My name is Sandra Jon Amon. I'm a graduating fourth year majoring in Public Health (though I've also invested a significant amount of time in psychology, theater, ethnic studies, as well as urban studies and planning classes). I heard about the Life Course Scholars program while I acted as an undergraduate teacher's assistant (TA) for Dr. Leslie Lewis' class on Environmental and Preventive Health. I instantly reached for the opportunity - I identify strongly with the struggles of the marginalized, disenfranchised, and dispossessed. I recognize elders as a community who counted among these.
When Glenn Omatsu, a founder of the Asian American studies movement, visited UCSD two years ago, he talked about the importance of intergenerational mentorship. Similarly, I believe that meaningful relationships between the young and the elders of the community are important in not only sharing knowledge, but also in empowering each other to work towards a more socially just future. I’ve been marginally aware of the shared struggles my age group and elders both face as a result of ageism (e.g. economic powerlessness, invasions of personal privacy, learned helplessness, etc.) but have only been involved in organizing around issues concerning race, gender and sexuality, as well as class. My goal as a Life Course Scholar is to participate in community-based projects centering ageism, as a way to develop my own social justice consciousness, as well as work with others to dismantle oppressive structures.

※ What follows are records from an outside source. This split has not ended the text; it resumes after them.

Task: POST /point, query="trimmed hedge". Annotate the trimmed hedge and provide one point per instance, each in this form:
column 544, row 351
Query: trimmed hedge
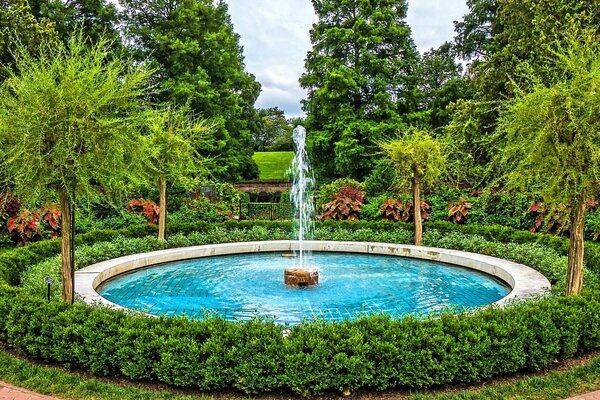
column 374, row 352
column 14, row 262
column 370, row 352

For me, my conversations with two women from our past site visits to St. Paul's PACE and Gary & Mary West Senior Wellness Center, most strongly resonate with me so far. I interviewed a woman at St. Paul's, C, who shared with me her struggles with family, mental health, and in(ter)dependence. C emphasized that having bipolar mood disorder significantly affected her throughout her lifespan. At the Senior Wellness Center, another woman, J, had a similar story. J also struggled with mental health disorders although unlike C, seemed more lively despite the fact that she was technically homeless.
Strikingly, both J and C's disorders emerged largely as a result of tumultuous marriages. This speaks strongly to how the environment (family, community, political, legal, social, cultural, etc.) works to precipitate individual illness. As women with mental disabilities, J and C faced, and continue to cope with, a triple burden of suffering from sexism and ableism, as well as ageism in their current situations. I dream of one day addressing these intersecting oppressive structures. For now, I'm all the more inspired to pursue a healthy aging project centering mental health in elders.